I am having a problem with column aliases on Amazon Redshift when using window functions, wherein if the window encounters a null row (even with ignore nulls) the column alias doesn't work.
Let's start with what does work:
with my_data as(
select 1 as rowno, 100 as value
union all select '2',200
union all select '3',300
union all select '4',400
)
select rowno, value,
lead(value,1) IGNORE NULLS over (order by rowno ASC) - value as row_delta,
row_delta as alias_value
from my_data
order by rowno;
This query produces a result which I would expect:
rowno | value | row_delta | alias_value
------+-------+-----------+------------
1 | 100 | 100 | 100 <- alias value is same as row_delta
2 | 200 | 100 | 100 <- yep
3 | 300 | 100 | 100 <- yep
4 | 400 | | <- expected because lead() has hit the end of the table
Now, let's add a null value in the middle of the data...
with my_data as(
select 1 as rowno, 100 as value
union all select '2',200
union all select '3',null
union all select '4',400
union all select '5',500
)
select rowno, value,
lead(value,1) IGNORE NULLS over (order by rowno ASC) - value as row_delta,
row_delta as alias_value
from my_data
order by rowno;
The result looks like this:
rowno | value | row_delta | alias_value
------+-------+-----------+------------
1 | 100 | 100 | 100 <- this looks ok
2 | 200 | 200 | <- alias value should also be 200, but it's null
3 | | | <- this is the null row that's causing the problem
4 | 400 | 100 | 100 <- now we're ok again
5 | 500 | | <- as expected because we stepped off the end of the table
As you can see, if the window function hits a null row, the alias just disappears.

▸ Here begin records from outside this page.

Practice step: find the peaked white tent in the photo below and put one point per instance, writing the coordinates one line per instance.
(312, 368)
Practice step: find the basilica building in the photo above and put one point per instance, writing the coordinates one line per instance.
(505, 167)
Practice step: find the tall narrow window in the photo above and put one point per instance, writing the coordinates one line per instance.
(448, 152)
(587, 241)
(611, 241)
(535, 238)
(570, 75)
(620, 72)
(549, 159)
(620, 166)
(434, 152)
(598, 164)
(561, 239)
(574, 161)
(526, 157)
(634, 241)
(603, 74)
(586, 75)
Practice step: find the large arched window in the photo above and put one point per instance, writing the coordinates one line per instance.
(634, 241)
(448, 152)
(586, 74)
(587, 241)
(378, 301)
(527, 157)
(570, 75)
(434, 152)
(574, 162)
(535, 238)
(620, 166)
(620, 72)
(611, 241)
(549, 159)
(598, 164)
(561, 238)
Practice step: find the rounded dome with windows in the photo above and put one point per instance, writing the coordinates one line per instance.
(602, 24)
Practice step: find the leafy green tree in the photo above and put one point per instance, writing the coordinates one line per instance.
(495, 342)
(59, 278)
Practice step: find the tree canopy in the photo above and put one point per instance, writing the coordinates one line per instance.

Do I just misunderstand how column aliases work, or is this a bug in Redshift?
Why do I want to do this? Well, I want to filter my row deltas because occasionally my data has crazy things in it which you can't see until after the row comparison is done by the window function. However, you can't use window functions in where clauses or 'having' clauses, so I can't apply filters there. Creating a column alias for the window result, and then using case statements to carry a value forward or not allows me to apply data filters inline to the select clause...when it works.
For example (pseudo-query):
select lead(value) - value over ([partition order by]) as row_delta
(case when row_delta between [reasonable values] then row_delta else null end) as clean_delta
from my_data
This works fine until it hits a null - and then clean_delta ends up null, even though row delta successfully ignores nulls to get a value.
Any insights or workarounds appreciated.